Katagas landed his first production manager position in 1998 with Hamlet, a modern-day take on the classic Shakespearian tale starring Ethan Hawke and directed by Michael Almereyda. Katagas eventually produced more films with Almereyda, including Happy Here and Now, This So-Called Disaster and William Eggelston in the Real World.
“That job opportunity propelled my production management career,” said Katagas.
He started his own production company, Keep Your Head Productions, in 1999 with Callum Greene.
“I try to surround myself with the kind of people that I could respect and people that I align myself with creatively,” Katagas stated. In 2004, the partners were nominated for an Independent Spirit Award.
The following year, Katagas was tapped by 2929 Productions executive Marc Butan to produce James Gray’s We Own The Knight, starring Joaquin Phoenix.

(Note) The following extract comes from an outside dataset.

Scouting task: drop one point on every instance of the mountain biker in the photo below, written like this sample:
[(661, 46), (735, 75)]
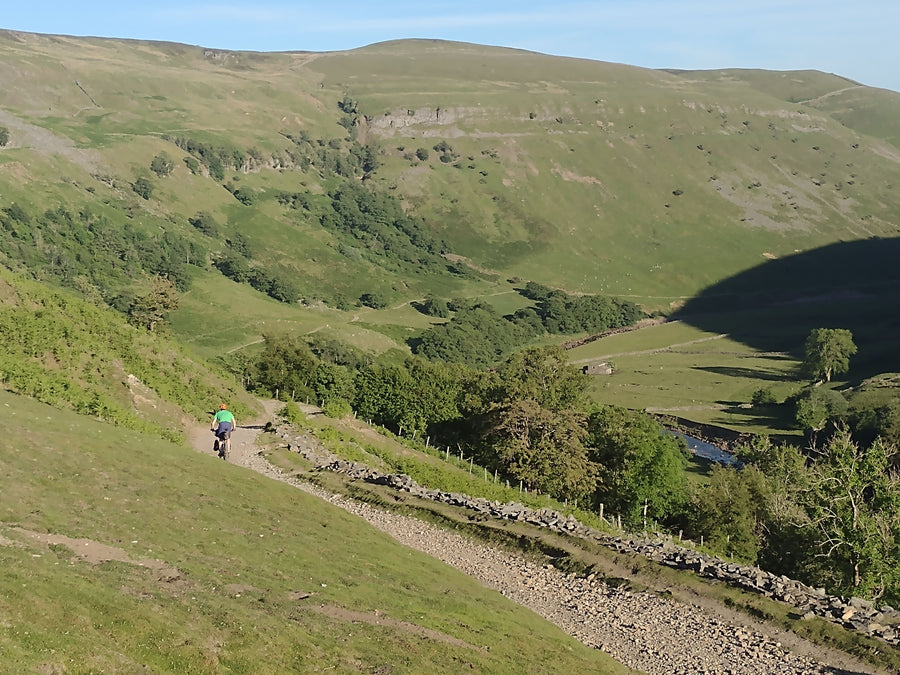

“I established myself as a can-do guy in New York who had a knack for numbers and the creative sensibility,” Katagas said. “That’s a good balance with independent film because everyone wants to do something creative, but you need to be responsible and deliver these projects on budget.”
Gray approached Katagas to help him show the movie could be made with a $19 million budget. “We figured [the plan] out together,” said Katagas. “That was another milestone. It was a second chapter for me. James Gray and Mark Butan really believed in me.”
After We Own The Knight, Butan had Katagas produce The Light Before Her Eyes and Two Lovers.
He then produced The Next Three Days for Paul Haggis; My Soul To Take for Wes Craven; and Abduction for John Singleton. He was in talks to produce The Hunger Games when Butan asked for a meeting.
“He was with a new company, Plan B Entertainment, and they were doing Killing Them Softly, said Katagas. “I was offered the job about a month later.”
The Oscar Awaits
After wrapping Killing Them Softly, Plan B reps discussed projects that they wanted Katagas to tackle; one being a film in its “very early stages”: 12 Years A Slave.
Katagas and the team knew it was a special film before the first day on set—though they never predicted it would get nine Oscar nominations and take home three statuettes.
“No one knows if you’re going to win an Oscar,” he said. “No one knows if [a film] will succeed, but you know it’s important to you as a person and [12 Years A Slave] was important to me.”
Today, Katagas is busy getting a film together, once again for Plan B and Marc Butan: Lost City Of Z. And while he’d love another Oscar, he’ll be happy to just keep making films happen.